Tuesday, June 29, 2010

America’s Most Wanted – a metric to detect faulty machines in Hadoop

Handling failures in Hadoop
I have been asked many many questions about the failure rates of machines in our Hadoop cluster. These questions vary from the innocuous how much time do you spend everyday fixing bad machines in your cluster to the more involved ones like does failure of hadoop machines depend on the heat-map of the data center? I do not have answer to these questions and this is an area of research that has been of focus lately. But I have seen that the efficiency of a Hadoop cluster is directly dependent on the amount of manpower needed to operate such a cluster.

Common Types of Failures
The three most common categories of failures I have observed are
  • System Errors – Hardware, OS, jvm, hadoop, compiler, etc – Hadoop aims to reduce the effect of this broad category of errors
  • User Application Errors – Bad code written by an user – Bloated memory usage
  • Anomalous Behaviour -- Not working according to expectation – Slow nodes – Causes most harm to Hadoop cluster because they go undetected for long periods of time
America's Most Wanted (AMW)
I have the previledge of working with one of the most experienced Hadoop cluster administrator Andrew Ryan. He observed that a few machines in the Hadoop cluster are always repeat offenders: they land into trouble, gets incarcerated and fixed and then when put back online they create trouble again. He came up with this metric to determine when to throw a machine out of the Hadoop cluster. The following chart shows that 3% of our machines cause 43% of all manual repair events.

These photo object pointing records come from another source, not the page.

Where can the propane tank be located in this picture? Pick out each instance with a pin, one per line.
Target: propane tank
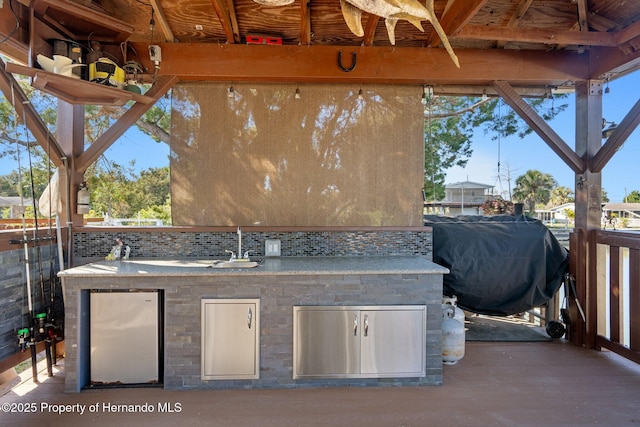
(452, 339)
(82, 199)
(452, 302)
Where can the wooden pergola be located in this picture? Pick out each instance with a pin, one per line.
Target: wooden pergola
(503, 47)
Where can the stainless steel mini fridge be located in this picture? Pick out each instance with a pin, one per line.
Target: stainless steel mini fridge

This clearly shows the need for a three-strikes-you-are-out law: if a machine goes into repair three times it is better to take it permanently out of the Hadoop cluster.

An exotic question
Other exotic questions that I am frequently asked are like do map-reduce jobs written in python have a higher probability of failure? Here is a chart that tries to answer this question:
  • 5% of all jobs in cluster are written in Python
  • 15% of cluster CPU is consumed by Python jobs
  • 20% of all failed jobs are written in python
This does show that jobs written in python consume more CPU on the average than jobs written in Java. It also shows that a greater percentage of these jobs are likely to fail. Why is this? I do not have a definite answer but I my guess is that a developer is more likely to write the first few version of his experimental query in python because it is an easy-to-prototype language.

I presented a more detailed version of this in a IFIP Working Group on Dependable Computing (DSN2010). The aim of this workshop is to understand more about failure patterns on Hadoop nodes, automatic ways to analyze and handle these failures and how the research community can help Hadoop become more fault-tolerant.